Thinking about social inertia makes me want to form even more physics analogies to social networking, such as relationships having mass and what not. Maybe I’m just too geeky for my own good.

12.  David K 12:59pm, Wed 29th, 2007

The core value of any network is ‘topic relevance.’ ‘People’ are secondary, but it is up to them to supply quality topics and content to support those conversations.

You join a group for which the topic is one that you can relate to. Make that group’s topic the focus of an entire website, and you have a very valuable arena with highly concentrated conversations.

So yes, this is just repackaging a pretty straightforward concept. But the tools have evolved, and, more importantly, the trends have evolved to make a more comfortable experience of using the net as social media. Early adopters will gravitate to the focused social sites. Late adopters are more likely now than back in the 90’s to lurk and possibly interact.

So the concept of the medical professional network? Great! The business around it? Well…that’s another story.

Based on Mike H’s comment, there is no intention of selling advertising to the network. My money’s on “Not Yet.” It’s easy to get a network; it’s getting them to talk that is the hard part. So selling to lurkers seems like a logical plan B. Selling aggregate information to financial and healthcare companies, as they are doing now, means that you are defining and monetizing the trends based on your active community. Which means that community best be fully active. I would hope that Sermo stays true to its integrity by not including key brands in its polls nor leading questions in its questionnaires.

I believe in the concept; I just don’t see the money in it – especially in a space with a TON of money to spend.

13.  Mike H 2:37pm, Wed 29th, 2007

On general vs. specialty sites:

I think one problem with the more general sites is the implicit assumption that you will want to have ALL your photos, music, blogs, friends etc. hosted there — there is little interoperability with other sites. It’s a sort of AOL-style walled garden all over again (with slightly shorter walls).

Contrast with the Flickr model, where the scope is limited (only photos), but it’s well integrated with a lot of other places on the net–you don’t need to worry about having nine different places to keep your pictures and which actions you can take at each site. You can have them in one place and yet still do what you want with them. It’s more of a “small pieces loosely joined” approach.

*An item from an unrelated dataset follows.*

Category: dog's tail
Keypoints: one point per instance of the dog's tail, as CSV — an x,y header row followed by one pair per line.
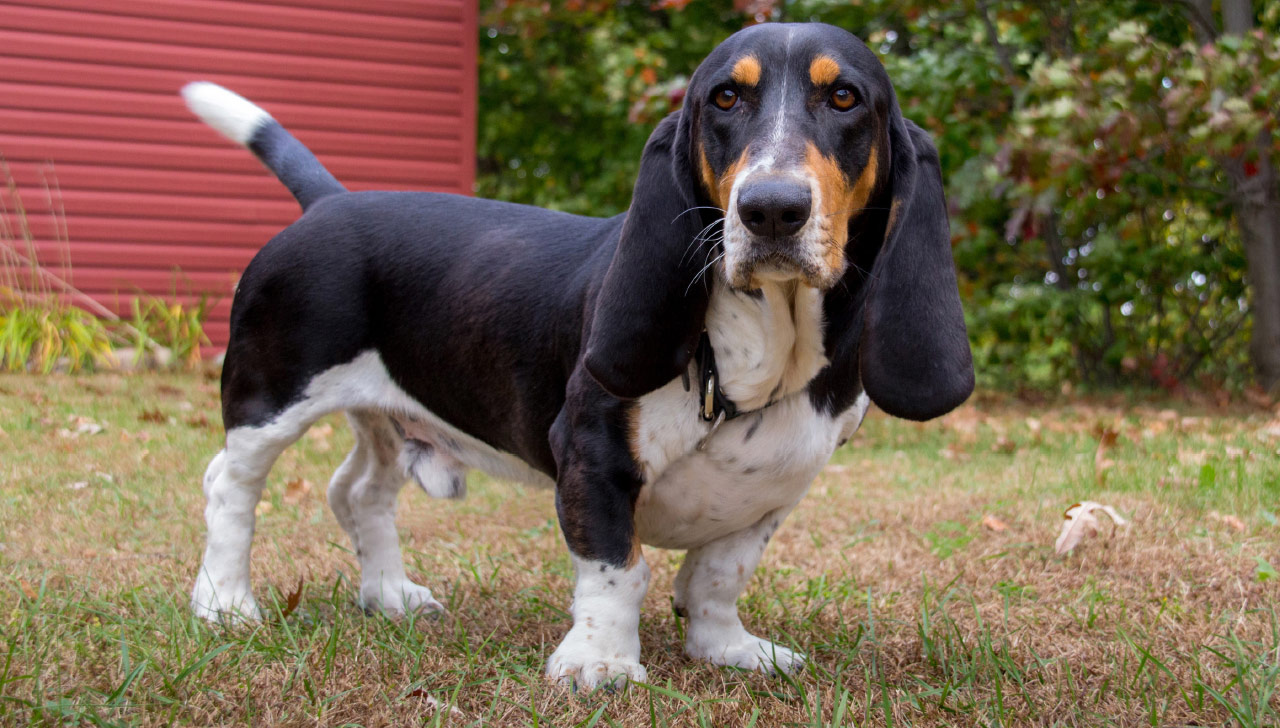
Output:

Overall the general sites are gambling on total buy-in, and they’re just not gonna get it…

Also, the signal-to-noise ratio tends to be much higher on a specialty network (and this is evident on Sermo).

14.  Adam Darowski 3:27pm, Wed 29th, 2007

@ Mike H:

You’re very right (and great work at Sermo, btw).

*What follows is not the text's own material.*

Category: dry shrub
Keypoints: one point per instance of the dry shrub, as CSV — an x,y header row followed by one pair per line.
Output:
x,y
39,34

I just recently signed up for Facebook… on a “why not?” whim. All I’ve done there is add a few friends I”m connected two elsewhere and add widgets for EVERY OTHER SPECIALIZED network I use. What’s the point? I’m better off just having my blog as an aggregator for all these specialized networks (last.fm, twitter, del.icio.us, Flickr, etc.).

15.  asser 3:55pm, Wed 12th, 2007

a ja polecam serwis włosy bo tam są informacje o łupieżu, leczeniu, łysieniu i inne ciekawe sprawy

16.  Auto Parts Jock 3:11am, Thu 20th, 2007

I think specialized social networkings are great. They only suck if you can’t fit yourself into any one. Things like these put the “exclusivity” on social networkings.